Dedi ve gittiğini ayak seslerinden anladım.
Derin bir nefes verdim ve yaşlar tekrar kendilerini serbest bıraktılar.
Onlara teşekkür borçluydum, Aras'ın yanında çok isteseler de akmadıkları için..
*
Aralıksız iki saat ağladıktan sonra gözlerimi silip ayağa kalktım.
Haliyle boğazım kurumuştu. Hıçkırıklarımı duymasın diye yastığı sıkmaktan ağrıyan çenemi elimle ovuşturdum.
Söyledikleri aklıma gelince hızla mutfağa gittim. Üç bardak su içtikten sonra neden hâla bu evde olduğumu düşündüm..
Gitmem gerekmez miydi?
Beni sevmediğini söylemişti ve ben yüzsüzlük yaparak onunla aynı evde kalıyordum.
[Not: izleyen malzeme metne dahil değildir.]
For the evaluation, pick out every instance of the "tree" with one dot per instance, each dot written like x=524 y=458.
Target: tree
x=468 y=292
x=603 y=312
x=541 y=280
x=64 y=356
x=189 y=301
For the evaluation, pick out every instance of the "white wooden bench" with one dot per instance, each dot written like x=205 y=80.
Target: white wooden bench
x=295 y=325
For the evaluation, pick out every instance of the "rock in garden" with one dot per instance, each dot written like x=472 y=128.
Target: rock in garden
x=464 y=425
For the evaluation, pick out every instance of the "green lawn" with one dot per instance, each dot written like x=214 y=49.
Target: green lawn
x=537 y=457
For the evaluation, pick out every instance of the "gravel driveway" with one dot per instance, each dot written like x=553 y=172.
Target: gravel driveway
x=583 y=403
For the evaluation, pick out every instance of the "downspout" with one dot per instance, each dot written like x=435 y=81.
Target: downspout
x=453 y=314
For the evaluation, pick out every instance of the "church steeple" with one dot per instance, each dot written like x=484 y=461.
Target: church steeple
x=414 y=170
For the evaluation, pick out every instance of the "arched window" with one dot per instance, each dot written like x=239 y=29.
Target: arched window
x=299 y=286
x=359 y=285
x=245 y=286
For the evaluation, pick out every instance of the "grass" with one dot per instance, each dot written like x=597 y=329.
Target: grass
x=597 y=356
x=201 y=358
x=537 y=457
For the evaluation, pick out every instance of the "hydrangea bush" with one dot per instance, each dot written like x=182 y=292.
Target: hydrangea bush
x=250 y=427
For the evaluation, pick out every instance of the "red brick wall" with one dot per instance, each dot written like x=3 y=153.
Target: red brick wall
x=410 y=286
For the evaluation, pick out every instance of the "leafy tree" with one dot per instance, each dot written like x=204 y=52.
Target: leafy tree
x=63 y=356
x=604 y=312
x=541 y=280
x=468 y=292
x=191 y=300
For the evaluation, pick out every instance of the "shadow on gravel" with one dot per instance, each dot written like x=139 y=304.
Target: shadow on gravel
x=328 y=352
Bir de yanımda uyumayı teklif etmişti!
Hemen gitmeliydim buradan. Ve çorabım yatağın yanındaydı.
Yavaş adımlarla yatağın olduğu bölüme ilerledim.
Gördüklerim karşısında sessizce güldüm fakat sol gözümden düşen damlaya engel olamadım..
Aras; kollarını ve bacaklarını iki yana açmış, yatağa sarılır bir pozisyonda uyuyordu.
Onu öpme isteğime lanet ettim.
Çorabımı almak için eğildiğimde kolumda hissettiğim dokunuşla çığlık atmamak için kendimi zor tuttum. Çorabı hızla alıp doğrulduğumda Aras'ın bana bakan yüzüyle karşılaştım.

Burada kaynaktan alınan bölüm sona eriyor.